Aber das ist ein reiner Nebenkriegsschauplatz. Und natürlich gibt Thüringen nicht nur aus reiner Einsicht so viel Geld für die Schüler aus. Die Bevölkerung dort geht relativ stark zurück, und wenn man trotzdem eine flächenmäßig erträgliche schulische Versorgung gewährleisten will werden die Klassen natürlich kleiner. Die Kosten einer Klasse sind nicht arg von der Größe abhängig, 25% des Mehraufwands werden also wohl dadurch erklärt. Weniger Kinder bedeuten auch weniger Klassen, also anteilsmäßig höhere Kosten pro Klasse für Gebäude, Verwaltung usw. Aber das genügt bei weitem nicht um die 47% zu erklären.

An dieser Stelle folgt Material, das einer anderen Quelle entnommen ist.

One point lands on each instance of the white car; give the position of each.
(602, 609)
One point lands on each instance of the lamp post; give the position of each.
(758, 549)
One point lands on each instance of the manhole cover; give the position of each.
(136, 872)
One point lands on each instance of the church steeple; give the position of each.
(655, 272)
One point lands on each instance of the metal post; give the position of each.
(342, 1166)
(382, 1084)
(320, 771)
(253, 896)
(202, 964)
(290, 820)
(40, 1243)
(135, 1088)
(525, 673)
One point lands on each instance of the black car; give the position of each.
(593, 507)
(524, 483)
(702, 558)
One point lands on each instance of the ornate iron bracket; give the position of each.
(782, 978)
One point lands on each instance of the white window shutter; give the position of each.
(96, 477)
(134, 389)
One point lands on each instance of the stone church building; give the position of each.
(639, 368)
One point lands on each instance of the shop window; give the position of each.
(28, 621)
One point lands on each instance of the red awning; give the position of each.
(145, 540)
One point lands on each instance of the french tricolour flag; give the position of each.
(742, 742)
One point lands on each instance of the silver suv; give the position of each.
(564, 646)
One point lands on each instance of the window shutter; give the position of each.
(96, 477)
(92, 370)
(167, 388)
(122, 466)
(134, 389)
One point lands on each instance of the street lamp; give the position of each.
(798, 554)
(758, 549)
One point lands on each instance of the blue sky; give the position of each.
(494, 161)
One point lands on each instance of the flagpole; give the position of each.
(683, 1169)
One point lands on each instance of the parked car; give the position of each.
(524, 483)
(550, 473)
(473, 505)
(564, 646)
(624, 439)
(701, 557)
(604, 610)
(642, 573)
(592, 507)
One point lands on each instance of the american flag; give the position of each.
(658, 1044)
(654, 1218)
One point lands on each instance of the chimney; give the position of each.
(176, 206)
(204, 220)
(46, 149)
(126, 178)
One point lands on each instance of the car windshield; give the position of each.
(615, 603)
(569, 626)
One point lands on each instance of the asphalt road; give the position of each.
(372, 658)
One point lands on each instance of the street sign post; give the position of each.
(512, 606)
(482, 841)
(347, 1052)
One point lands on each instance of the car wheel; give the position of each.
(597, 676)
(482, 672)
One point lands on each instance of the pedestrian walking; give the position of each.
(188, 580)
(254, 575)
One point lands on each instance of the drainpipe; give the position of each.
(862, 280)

Und die Feststellung, dass man G8 mit genügend Mitteln scheinbar hinbekommen kann hat est einmal genau gar nichts damit zu tun woher die Mittel kommen. Den Länderfinanzausgleich ist hier also ein denkbar schwaches Argument.

dickebank
9 Jahre zuvor
Antwortet  sinus

Nur sind das ja nicht die einzigen Mittel die fließen. Sie vergessen übrigens Hamburg als Geberland.

Ansonsten schauen Sie einmal nach wie vile Mittel aus Sondervermögen z.B. nach bayern fließen. Die einzige Bahn-Neubaustrecke im Hochgeschwindigkeitz in NRW ist das kurze Teilstück von Köln bis zur Landesgrenze von RLP. Die Ot-West-Strecke von Duisburg bis Dortmund ist in einigen Bereichen immer noch zweigleisig. Ferner fehlen die Mittel für den Erhalt des Bundesfernstraßennetzes. Die Bayern, die am lautesten gegen den „Kohlepfennig“ krakeelt haben, ziehen ungeheure Mittel aus der EEG-Umlage ab. Glauben Sie mir, wenn die Bayern mehr Geld abgeben müssten als sie insgesamt erhalten, die wären viel lauter.

Im ländlichen raum von NRW können GS-Klassen auch schon ab 14 SuS gebildet werden. Nur die Masse der Einwohner lebt nicht im ländlichen Raum. Und die Großstädte in den ehemaligen montanistisch geprägten Industrierevieren sind dermaßen Pleite, dass sie um jede Schule froh sind, die sie schließen können.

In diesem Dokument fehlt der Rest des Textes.